A growing number of studies suggest potential. A Stanford study showed that synthetic agents can mimic human responses with up to 85% accuracy. But researchers are running their own experiments to understand what this actually means in practice.
For example, a Bayesian analysis by Aaron Gardony found that synthetic users tend to respond with much more internal consistency than real people. While humans often express contradictions, confusion, or hesitation—especially when dealing with emotionally charged or unfamiliar decisions—AI-generated users deliver predictable, clean responses.
That consistency might be helpful for early-stage research. It can speed up hypothesis testing and help teams quickly explore feature preferences, value props, or messaging. But it also raises an important question: are these personas simply presenting stereotypes of user pain points, or are they capturing the nuance of real lived experience? When synthetic users describe the experience of a parent juggling three jobs or a stressed-out professional in a high-stakes role, how do we know if it’s grounded insight or a shortcut?
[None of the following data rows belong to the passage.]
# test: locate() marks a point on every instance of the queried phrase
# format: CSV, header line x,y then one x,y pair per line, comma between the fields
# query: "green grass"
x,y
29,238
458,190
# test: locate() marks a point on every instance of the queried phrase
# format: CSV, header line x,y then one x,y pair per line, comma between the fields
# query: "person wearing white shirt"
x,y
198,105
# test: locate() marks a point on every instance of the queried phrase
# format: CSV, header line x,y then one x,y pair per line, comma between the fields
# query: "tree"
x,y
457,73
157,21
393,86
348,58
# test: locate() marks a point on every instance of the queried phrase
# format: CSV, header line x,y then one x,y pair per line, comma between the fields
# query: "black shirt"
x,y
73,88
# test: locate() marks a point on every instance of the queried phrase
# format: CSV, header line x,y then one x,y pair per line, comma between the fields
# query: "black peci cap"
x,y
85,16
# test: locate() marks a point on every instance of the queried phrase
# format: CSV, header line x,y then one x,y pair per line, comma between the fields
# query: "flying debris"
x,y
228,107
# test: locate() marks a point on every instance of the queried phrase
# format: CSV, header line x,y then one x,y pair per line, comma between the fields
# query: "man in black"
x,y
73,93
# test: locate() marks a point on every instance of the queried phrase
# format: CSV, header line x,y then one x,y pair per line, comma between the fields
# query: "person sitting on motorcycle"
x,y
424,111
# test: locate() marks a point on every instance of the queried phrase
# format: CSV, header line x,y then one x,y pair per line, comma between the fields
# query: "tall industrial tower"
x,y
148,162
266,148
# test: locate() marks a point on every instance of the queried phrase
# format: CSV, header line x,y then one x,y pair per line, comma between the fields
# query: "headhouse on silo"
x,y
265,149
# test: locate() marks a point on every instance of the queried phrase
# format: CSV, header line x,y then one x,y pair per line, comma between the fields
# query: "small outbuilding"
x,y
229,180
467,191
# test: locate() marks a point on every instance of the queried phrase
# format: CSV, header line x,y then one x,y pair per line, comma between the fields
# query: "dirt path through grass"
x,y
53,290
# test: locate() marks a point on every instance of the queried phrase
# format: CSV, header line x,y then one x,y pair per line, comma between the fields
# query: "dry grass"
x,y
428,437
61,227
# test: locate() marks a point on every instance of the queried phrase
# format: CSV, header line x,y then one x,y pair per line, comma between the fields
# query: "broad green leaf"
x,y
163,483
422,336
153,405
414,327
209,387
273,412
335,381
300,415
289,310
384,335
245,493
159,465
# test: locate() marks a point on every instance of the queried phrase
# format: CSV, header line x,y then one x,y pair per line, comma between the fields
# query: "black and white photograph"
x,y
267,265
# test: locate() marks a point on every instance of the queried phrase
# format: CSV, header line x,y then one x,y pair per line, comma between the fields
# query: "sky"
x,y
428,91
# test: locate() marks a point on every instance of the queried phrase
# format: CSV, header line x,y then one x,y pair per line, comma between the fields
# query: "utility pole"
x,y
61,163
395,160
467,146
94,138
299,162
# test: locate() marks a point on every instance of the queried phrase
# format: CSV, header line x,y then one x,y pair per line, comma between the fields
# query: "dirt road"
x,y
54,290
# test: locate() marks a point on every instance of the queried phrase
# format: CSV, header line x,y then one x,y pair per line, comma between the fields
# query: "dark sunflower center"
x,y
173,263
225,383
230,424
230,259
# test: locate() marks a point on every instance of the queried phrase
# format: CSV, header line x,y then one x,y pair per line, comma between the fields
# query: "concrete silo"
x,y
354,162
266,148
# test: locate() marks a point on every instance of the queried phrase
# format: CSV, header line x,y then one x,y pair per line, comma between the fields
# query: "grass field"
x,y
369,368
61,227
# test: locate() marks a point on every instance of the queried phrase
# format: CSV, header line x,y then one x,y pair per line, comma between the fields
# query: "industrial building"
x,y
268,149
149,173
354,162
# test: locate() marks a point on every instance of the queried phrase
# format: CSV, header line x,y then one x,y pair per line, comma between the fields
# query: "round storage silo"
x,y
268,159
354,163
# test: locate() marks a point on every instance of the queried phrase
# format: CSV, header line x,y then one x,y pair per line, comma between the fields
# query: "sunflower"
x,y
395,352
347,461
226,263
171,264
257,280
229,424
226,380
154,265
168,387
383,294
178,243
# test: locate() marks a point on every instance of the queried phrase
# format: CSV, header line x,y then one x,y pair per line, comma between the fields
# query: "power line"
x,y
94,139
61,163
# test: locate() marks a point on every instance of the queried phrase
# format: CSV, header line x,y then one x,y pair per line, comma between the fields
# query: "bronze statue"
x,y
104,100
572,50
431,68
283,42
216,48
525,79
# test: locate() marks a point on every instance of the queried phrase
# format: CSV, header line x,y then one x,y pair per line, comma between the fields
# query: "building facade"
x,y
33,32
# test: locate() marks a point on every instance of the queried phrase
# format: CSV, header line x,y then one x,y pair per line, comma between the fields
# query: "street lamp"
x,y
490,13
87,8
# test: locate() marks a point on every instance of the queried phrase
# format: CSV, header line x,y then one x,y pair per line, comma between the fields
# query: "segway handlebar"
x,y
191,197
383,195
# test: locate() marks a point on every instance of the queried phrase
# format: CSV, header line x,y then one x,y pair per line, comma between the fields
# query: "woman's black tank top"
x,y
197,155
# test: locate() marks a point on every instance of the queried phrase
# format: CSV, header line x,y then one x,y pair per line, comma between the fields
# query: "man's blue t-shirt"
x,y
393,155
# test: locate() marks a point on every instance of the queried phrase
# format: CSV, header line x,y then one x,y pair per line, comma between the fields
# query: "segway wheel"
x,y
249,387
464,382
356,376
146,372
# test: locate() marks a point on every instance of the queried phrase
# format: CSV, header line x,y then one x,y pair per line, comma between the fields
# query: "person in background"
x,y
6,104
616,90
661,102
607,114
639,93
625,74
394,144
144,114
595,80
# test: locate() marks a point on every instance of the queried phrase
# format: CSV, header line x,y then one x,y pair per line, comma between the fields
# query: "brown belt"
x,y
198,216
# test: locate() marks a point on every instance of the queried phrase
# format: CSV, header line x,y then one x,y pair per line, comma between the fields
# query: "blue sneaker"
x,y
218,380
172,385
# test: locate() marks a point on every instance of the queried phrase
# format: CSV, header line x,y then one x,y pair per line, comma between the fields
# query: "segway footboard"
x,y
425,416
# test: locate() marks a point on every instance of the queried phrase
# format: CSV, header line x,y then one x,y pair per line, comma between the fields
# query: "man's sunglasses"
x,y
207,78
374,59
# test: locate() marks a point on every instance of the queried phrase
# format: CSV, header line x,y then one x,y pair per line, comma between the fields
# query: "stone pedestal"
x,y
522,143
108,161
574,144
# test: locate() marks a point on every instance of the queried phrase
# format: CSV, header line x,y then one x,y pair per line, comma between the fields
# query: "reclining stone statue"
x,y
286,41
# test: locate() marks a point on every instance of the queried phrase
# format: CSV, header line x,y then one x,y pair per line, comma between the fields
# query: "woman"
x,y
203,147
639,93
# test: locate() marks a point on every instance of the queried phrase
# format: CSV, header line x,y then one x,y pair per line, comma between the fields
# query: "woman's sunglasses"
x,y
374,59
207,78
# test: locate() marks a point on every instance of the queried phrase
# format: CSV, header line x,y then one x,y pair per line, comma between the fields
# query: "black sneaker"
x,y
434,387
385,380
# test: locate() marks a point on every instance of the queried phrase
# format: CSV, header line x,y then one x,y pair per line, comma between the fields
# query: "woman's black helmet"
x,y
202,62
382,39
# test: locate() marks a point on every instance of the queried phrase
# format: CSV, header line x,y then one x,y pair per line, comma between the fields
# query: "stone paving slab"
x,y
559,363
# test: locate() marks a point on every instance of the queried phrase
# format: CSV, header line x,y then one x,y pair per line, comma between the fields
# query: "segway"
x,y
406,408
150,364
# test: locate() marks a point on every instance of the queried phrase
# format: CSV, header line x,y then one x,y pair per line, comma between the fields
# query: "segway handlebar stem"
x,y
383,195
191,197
Even highly accurate models won’t replicate moments of silence, resistance, or discomfort that often make qualitative research so valuable. Real users don’t always answer cleanly, and that friction is often where the real insight lives.

At UX studio, we’ve started experimenting with synthetic users across different tools, platforms, and levels of data input. We see their value as signal generators, especially when recruiting is slow or access to niche users is limited. But we also recognize their limitations. Some decisions require nuance, emotional depth, and a full understanding of context. You don’t get that by only listening to AI.
Thought leaders in UX research are making similar observations. In this article by Sara Stivers, she outlines both the opportunity and the risk of relying too heavily on synthetic input. While these tools are growing in popularity, they should not replace real users—especially when the stakes are high and human behavior is unpredictable.
Our take-away: Use synthetic users to support early signals and ideation, especially when resources are limited. But they are not a shortcut for understanding real people. Feed research data gathered directly from your target audience to the tool you use for simulating users, and keep complementing data from synthetic users with findings from your own recruits.
7. Personalization at scale
Without AI, few companies could deliver truly personalized experiences at scale. A compelling example from the digital health behavior change space is Lirio, which uses customer data to provide hyper-personalized health communication to each individual—an "N of 1" approach.
While this level of personalization isn't feasible or sensible for all digital companies, there's a clear trend away from one-size-fits-all design toward experiences that adapt to users' goals and preferences without requiring extensive manual customization.
Many applications now begin with onboarding assessments, using responses to personalize dashboards, goals, notifications, design elements, and the overall user experience. This approach recognizes that user needs vary significantly and that successful products must accommodate this diversity.

Our take-away: Really dive deep into understanding users’ needs, goals and motivations so that you can provide meaningful personalization. Pair that with quantitative and behavioral data, and translate them into actionable design decisions and your users and business stakeholders will thank you.
+1: Not letting UX Research and its methods become buzzwords
Amidst all trends I see researchers in our team, and in professional communities like Linkedin and Slack being thoughtful and fighting for keeping UX research relevant, rigorous, meaningful, and impactful.
This with all the expectations shifting, product teams hastily releasing AI features, and mass layoffs still affecting the profession, is even more prominent as researchers need to keep proving themselves and the value of their work.